Jorhat/Guwahati, Jan. 21: A military court has sentenced an armyman to three-month rigorous imprisonment under army custody for molesting a teenager in Sivasagar district in July last year.
Sivasagar deputy commissioner Jatindra Lahkar told The Telegraph today said he had received an intimation from the army authorities (67 Field Regiment camp at Joysagar) on Saturday informing him of the judgment and order of the court martial case. He said the trial was held in November last and the judgment was delivered on November 27.
The government has offered a job to the victim at the Joysagar office of the State Institute of Rural Development as a project assistant, which she has joined.
The summary court martial also demoted naik Anil Kumar Upadhay, belonging to 287 Field Regiment, a unit of which was based at Naojan camp near Demow till late last year, to the rank of sepoy on November 27 last year.
Upadhay was found guilty of molesting and trying to rape a teenager at Dolopa village under Demow police station on July 13. The girl was collecting firewood when the armyman molested her.
The incident had evoked widespread protests, leading to Upadhay’s arrest after the girl filed an FIR at Demow police station. Over 22 organisations, led by All Tai Ahom Students’ Union (Atasu), had led a series of protests and threatened to stage naked protests if the soldier was not brought to justice. A case (No. 114/12) was registered and the accused was produced in the court of the chief judicial magistrate of Sivasagar. Subsequently, however, the court granted the army permission to take custody of the accused for initiating court martial proceedings against him.
The victim and witnesses had given statements at the Sivasagar circuit house following a furore over the army authorities recording statements, including that of the victim, inside its camp during its inquiry against the soldier.
The army had assured strong action against the soldier if he was found guilty.

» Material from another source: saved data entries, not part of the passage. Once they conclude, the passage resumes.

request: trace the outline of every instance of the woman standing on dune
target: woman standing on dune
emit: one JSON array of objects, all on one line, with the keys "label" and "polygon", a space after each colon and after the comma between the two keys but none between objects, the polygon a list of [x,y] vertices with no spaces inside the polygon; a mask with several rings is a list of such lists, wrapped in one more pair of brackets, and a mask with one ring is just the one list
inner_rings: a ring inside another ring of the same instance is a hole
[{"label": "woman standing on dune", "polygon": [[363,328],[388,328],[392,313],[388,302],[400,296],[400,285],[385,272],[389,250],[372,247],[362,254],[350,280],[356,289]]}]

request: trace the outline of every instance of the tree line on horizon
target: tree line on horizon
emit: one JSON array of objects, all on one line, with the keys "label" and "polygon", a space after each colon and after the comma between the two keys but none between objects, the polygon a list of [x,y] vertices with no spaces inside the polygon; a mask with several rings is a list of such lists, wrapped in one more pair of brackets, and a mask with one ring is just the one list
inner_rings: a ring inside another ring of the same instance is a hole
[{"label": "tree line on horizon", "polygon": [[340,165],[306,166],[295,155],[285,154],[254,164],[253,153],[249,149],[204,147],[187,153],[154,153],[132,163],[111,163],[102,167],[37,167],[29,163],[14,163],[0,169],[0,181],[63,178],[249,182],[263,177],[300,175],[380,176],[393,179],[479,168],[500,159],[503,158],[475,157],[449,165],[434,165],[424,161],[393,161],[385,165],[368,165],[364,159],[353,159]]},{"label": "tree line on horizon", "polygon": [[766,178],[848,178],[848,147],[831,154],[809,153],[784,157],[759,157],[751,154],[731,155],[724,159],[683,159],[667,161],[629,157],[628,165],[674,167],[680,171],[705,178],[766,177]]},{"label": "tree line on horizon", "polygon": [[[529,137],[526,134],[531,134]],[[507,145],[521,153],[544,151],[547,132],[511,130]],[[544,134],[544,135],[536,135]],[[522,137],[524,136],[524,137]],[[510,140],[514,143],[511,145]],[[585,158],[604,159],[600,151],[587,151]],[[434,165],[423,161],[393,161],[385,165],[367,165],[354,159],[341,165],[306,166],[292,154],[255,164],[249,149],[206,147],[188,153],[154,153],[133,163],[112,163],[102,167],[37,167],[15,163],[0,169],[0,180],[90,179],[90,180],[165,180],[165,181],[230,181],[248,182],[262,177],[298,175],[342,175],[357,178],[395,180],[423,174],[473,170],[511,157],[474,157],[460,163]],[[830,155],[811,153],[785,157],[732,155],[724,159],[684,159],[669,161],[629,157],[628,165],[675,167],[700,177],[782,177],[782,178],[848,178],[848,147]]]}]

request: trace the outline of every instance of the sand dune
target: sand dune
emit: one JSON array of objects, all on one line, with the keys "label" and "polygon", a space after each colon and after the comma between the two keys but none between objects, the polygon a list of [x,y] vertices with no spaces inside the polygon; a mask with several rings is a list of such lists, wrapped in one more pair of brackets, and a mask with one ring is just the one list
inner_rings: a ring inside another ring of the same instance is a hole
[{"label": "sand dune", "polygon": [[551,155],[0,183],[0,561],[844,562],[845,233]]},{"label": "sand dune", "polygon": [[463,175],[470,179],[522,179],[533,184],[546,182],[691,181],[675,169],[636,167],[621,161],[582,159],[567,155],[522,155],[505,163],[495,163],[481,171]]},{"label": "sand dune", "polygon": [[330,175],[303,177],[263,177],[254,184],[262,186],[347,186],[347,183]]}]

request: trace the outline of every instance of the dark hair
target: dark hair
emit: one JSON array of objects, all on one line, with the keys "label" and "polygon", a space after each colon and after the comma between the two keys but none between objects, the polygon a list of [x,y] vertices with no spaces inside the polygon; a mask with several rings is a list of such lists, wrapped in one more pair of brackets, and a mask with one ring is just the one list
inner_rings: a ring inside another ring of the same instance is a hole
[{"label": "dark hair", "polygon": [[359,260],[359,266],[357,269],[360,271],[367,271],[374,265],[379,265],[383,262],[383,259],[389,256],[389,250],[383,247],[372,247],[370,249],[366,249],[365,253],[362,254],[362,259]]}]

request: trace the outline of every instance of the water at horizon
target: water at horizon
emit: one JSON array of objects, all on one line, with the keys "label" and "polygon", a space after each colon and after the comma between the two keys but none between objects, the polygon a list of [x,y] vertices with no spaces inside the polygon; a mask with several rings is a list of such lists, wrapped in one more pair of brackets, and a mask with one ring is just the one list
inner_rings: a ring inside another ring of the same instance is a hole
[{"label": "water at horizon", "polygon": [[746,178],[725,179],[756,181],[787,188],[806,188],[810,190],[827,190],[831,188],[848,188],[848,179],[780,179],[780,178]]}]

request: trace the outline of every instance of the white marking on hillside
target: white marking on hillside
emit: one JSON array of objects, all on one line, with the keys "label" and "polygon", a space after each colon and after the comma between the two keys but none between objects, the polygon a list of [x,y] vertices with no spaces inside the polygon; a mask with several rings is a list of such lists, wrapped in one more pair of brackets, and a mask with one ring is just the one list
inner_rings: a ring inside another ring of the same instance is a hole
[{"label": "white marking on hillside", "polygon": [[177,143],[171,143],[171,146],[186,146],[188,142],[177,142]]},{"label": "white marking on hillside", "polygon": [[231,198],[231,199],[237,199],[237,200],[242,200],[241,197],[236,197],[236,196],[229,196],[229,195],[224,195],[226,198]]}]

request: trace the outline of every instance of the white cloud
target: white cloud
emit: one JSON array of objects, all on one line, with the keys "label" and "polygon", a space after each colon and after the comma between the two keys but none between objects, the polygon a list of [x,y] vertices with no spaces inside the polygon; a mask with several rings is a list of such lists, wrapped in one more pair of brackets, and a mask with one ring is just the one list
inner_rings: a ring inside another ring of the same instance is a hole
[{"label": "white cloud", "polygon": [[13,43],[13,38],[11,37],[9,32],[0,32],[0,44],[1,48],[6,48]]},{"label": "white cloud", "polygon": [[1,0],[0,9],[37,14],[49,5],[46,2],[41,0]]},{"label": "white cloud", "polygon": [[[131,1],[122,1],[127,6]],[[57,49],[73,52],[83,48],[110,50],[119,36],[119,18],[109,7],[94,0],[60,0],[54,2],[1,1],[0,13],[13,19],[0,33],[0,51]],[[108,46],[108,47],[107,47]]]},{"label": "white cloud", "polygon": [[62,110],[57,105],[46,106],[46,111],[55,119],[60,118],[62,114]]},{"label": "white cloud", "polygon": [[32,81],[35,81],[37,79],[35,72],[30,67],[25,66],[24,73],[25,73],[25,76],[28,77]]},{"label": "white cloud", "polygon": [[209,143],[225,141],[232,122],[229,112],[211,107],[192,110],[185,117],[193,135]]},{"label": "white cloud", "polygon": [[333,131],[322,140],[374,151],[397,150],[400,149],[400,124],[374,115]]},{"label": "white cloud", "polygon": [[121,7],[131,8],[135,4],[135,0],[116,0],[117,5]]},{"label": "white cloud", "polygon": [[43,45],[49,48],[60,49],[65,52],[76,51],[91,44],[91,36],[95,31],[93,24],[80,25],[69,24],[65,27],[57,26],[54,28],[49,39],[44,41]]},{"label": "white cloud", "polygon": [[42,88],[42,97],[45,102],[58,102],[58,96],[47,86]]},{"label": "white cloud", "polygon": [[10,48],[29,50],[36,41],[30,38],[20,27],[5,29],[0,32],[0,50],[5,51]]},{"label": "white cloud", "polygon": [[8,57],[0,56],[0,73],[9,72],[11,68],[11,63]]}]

The decision of the army to sentence the soldier to three months’ jail in army custody has failed to cut ice with many. It has drawn sharp reactions from human rights workers, who said this was another proof of the army placing itself above the law.
Suhas Chakma, director of the Asian Centre for Human Rights in Delhi, said, “If anyone commits a crime, that person goes to jail. In the present case, if the army has to jail its own people, the police can do the same. In such a scenario, parents can jail their children. So why have public jails in the first place? The present case just shows the army’s sense of impunity, that they place themselves above the law. “This is a result of Section 197 CrPC being amended in 1997, with the Centre trying to protect policemen who may have been guilty of crimes committed during the Punjab disturbances. This impunity has been extended to all security forces, state or central, and you cannot prosecute them in a civil court without the permission of the government,” he added.
Anjuman Ara Begum, a member of Women in Governance, a network of women’s rights activists, said, “The military court has failed to provide justice to the molestation victim since the order passed by it will have no deterrent effect. Imprisonment for only three months, that too in army custody, is far less a punishment compared to the sensitive nature of the crime.”
She pointed out that under Section 354 IPC, the punishment for molestation or outraging the modesty of women is imprisonment for a term that may extend up to two years, with or without fine.
She said army personnel who commit crime against civilians, particularly in case of sensitive crimes such as sexual violence, should be tried in civil courts instead of military courts.
Atasu adviser Ashwini Chetia, while partially welcoming the verdict, said it had “brought out the truth”. He said their efforts to punish the armyman had materialised but its quantum was “too lenient”.